To mRNA decyduje o rodzaju białka, bo rodzaj białka zależy od:
      ·         Liczby aminokwasów (minimum 100 aminokwasów)
      ·         Kolejności, czyli sekwencji aminokwasów w białku
      ·         Rodzaju aminokwasów wbudowanych do białka
Tak naprawdę o rodzaju tworzonego białka decyduje DNA, a mRNA jest pośrednikiem, bo DNA jest w jądrze.
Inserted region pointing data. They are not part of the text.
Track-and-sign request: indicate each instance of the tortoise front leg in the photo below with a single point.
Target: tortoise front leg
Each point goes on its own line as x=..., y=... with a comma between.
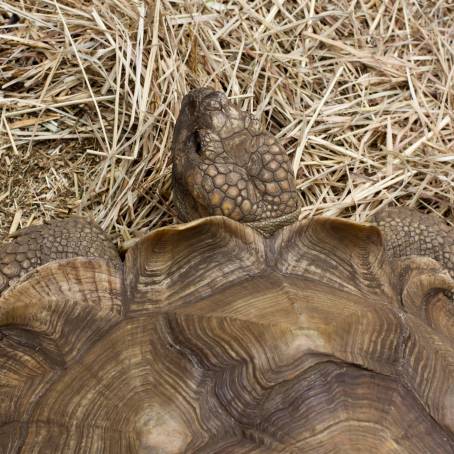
x=63, y=239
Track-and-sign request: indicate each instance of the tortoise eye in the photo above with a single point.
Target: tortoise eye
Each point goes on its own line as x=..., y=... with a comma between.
x=213, y=105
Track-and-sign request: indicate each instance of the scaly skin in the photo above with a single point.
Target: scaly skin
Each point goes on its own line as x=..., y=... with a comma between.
x=224, y=164
x=407, y=232
x=62, y=239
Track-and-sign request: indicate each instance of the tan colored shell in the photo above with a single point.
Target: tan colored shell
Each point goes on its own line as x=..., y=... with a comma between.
x=213, y=339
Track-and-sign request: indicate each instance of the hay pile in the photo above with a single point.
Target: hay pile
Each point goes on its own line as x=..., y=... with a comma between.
x=360, y=93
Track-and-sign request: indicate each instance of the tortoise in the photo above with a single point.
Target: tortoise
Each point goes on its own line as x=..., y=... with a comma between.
x=241, y=330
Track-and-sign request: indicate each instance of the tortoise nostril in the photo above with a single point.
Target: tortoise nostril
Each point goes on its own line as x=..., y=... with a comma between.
x=195, y=141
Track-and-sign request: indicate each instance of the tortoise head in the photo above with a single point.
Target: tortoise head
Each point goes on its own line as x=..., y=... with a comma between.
x=224, y=164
3.   TERMINACJA – wynika z pojawienia się kodonu STOP (terminacyjny, nonsensowny), kodony wśród których nie ma odpowiednika tRNA.
64 kodony = 61 antykodony + 3 kodony STOP
UAA, UAG, UGA – kodony STOP
Kiedy na rybosomie znajdzie się kodon STOP żaden aatRNA nie dostał zielonego światła, wobec tego nie dobudowywane są aminokwasy. Dwie podjednostki rybosomu się rozdzielają, odpada mRNA.
Polirybosom- zespół rybosomów w których w tym samym czasie odbywa się translacja na tej samej cząsteczce mRNA. W każdym z tych rybosomów toczy się synteza takiego samego białka.

Zwykle na końcu mRNA jest kilka kodonów STOP.